Après s’être incliné devant les sachems, le chef reprit sa place au milieu d’un murmure de satisfaction causé par ses chaleureuses paroles.

Bien que ces deux discours fussent dans le programme de la cérémonie, que chacun sût à quoi s’en tenir sur le résultat de la séance, cependant les chefs incriminés avaient tant de sympathie dans la nation, que bien des personnes espéraient encore qu’ils se réconcilieraient au dernier moment, lorsqu’ils se verraient sur le point d’être bannis.

Ce qu’il y avait surtout d’étrange dans la haine qui séparait ces deux hommes, c’est que la cause en était complètement ignorée et que personne ne savait à quoi l’attribuer.

Lorsque le silence fut rétabli, le plus ancien sachem, après avoir consulté ses collègues à voix basse, prit la parole :

« Que la Panthère-Bondissante et l’Épervier soient introduits en notre présence. »

Alors, aux deux angles opposés de la place, la foule se fendit comme un fruit mûr et livra passage à un petit groupe de cinq ou six chefs au milieu desquels marchaient les deux accusés.

Lorsqu’ils se rencontrèrent, ils demeurèrent impassibles, une légère contraction des sourcils fut la seule preuve d’émotion qu’ils donnèrent en ce trouvant face à face.

C’étaient deux hommes de vingt-cinq à vingt-huit ans à peu près, d’une taille, haute et bien découplée, d’une apparence martiale. Ils portaient leur grand costume et leurs peintures de guerre.

Leurs armes étaient tenues par leurs amis respectifs.

Ils se présentèrent au conseil avec un visage respectueux et une contenance modeste, qui leur attira des compliments unanimes de la part des assistants.

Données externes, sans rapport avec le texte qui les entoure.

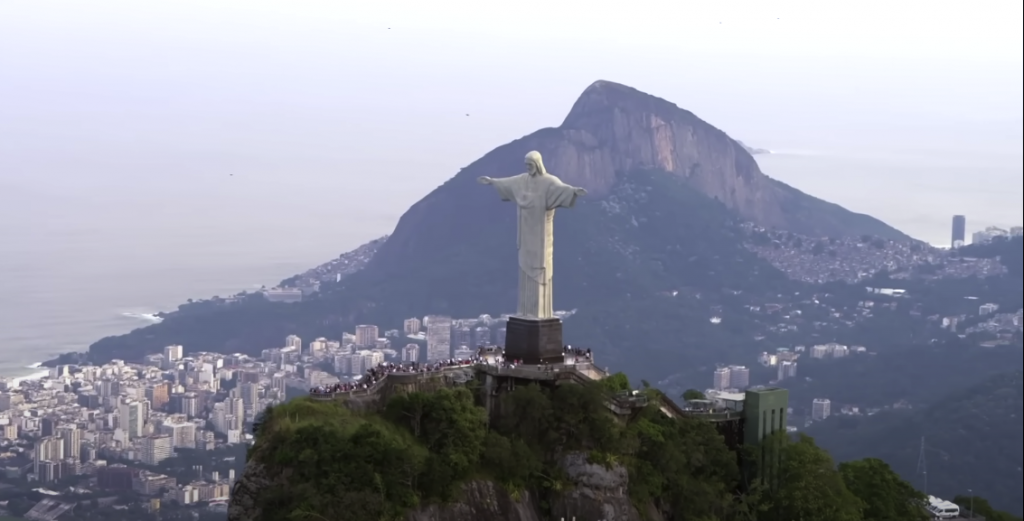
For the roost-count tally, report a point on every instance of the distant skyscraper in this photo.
(820, 408)
(173, 353)
(412, 326)
(131, 418)
(786, 370)
(481, 337)
(71, 437)
(739, 377)
(411, 353)
(960, 231)
(156, 448)
(438, 338)
(722, 379)
(366, 336)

Après les avoir considérés, d’un air triste et bienveillant à la fois pendant un assez long laps de temps, le plus ancien sachem se leva avec effort, et, soutenu par deux de ses collègues qui le tenaient par-dessous les bras, il prit enfin la parole avec un accent mélancolique, d’une voix faible et entrecoupée :

« Guerriers, mes enfants chéris, dit-il, de l’endroit où vous vous teniez vous avez entendu l’accusation qui a été prononcée contre vous : qu’avez-vous à dire pour votre défense, ces paroles sont-elles vraies ? Avez-vous, en effet, l’un pour l’autre cette haine cruelle et irréconciliable ? Répondez. »

Les deux chefs baissèrent silencieusement la tête.

Le sachem reprit :

« Mes enfants chéris, j’étais bien vieux déjà, moi qui compte près de cent hivers, lorsque votre mère, une enfant que j’avais vue naître aussi, vous mit au monde ; c’est moi qui, le premier, vous ai enseigné à vous servir des armes qui, plus tard, dans vos mains vigoureuses, sont devenues si redoutables. Lorsque je suis si près de mes derniers jours, au moment où je vais m’endormir du sommeil éternel pour ne me réveiller que dans les prairies bienheureuses, donnez-moi une consolation suprême qui me rendra le plus heureux des hommes et me payera de toutes les douleurs que vous m’avez causées. Voyons, mes enfants, un bon mouvement du cœur ; vous êtes jeunes, aventureux, l’amour seul doit trouver place dans vos âmes, la haine est une passion de l’âge mûr, elle ne sied pas à la jeunesse ; tendez-vous ces mains loyales, embrassez-vous comme deux frères que vous êtes, et que tout soit à jamais oublié entre vous, je vous en prie, mes enfants ; on ne résiste pas aux prières d’un vieillard si près de la tombe que je le suis. »

Il y eut un moment d’anxiété suprême dans la foule, chacun attendait, la poitrine oppressée, le cœur serré, ce qui allait advenir.

Les deux chefs jetèrent un regard attendri sur le vieux sachem, qui les considérait avec des larmes dans les yeux, ils tournèrent la tête l’un vers l’autre ; leurs lèvres tremblèrent comme s’ils avaient voulu parler ; un mouvement nerveux agita tout leur corps, mais aucun son ne sortit de leur bouche, leurs bras restèrent inertes à leur côté.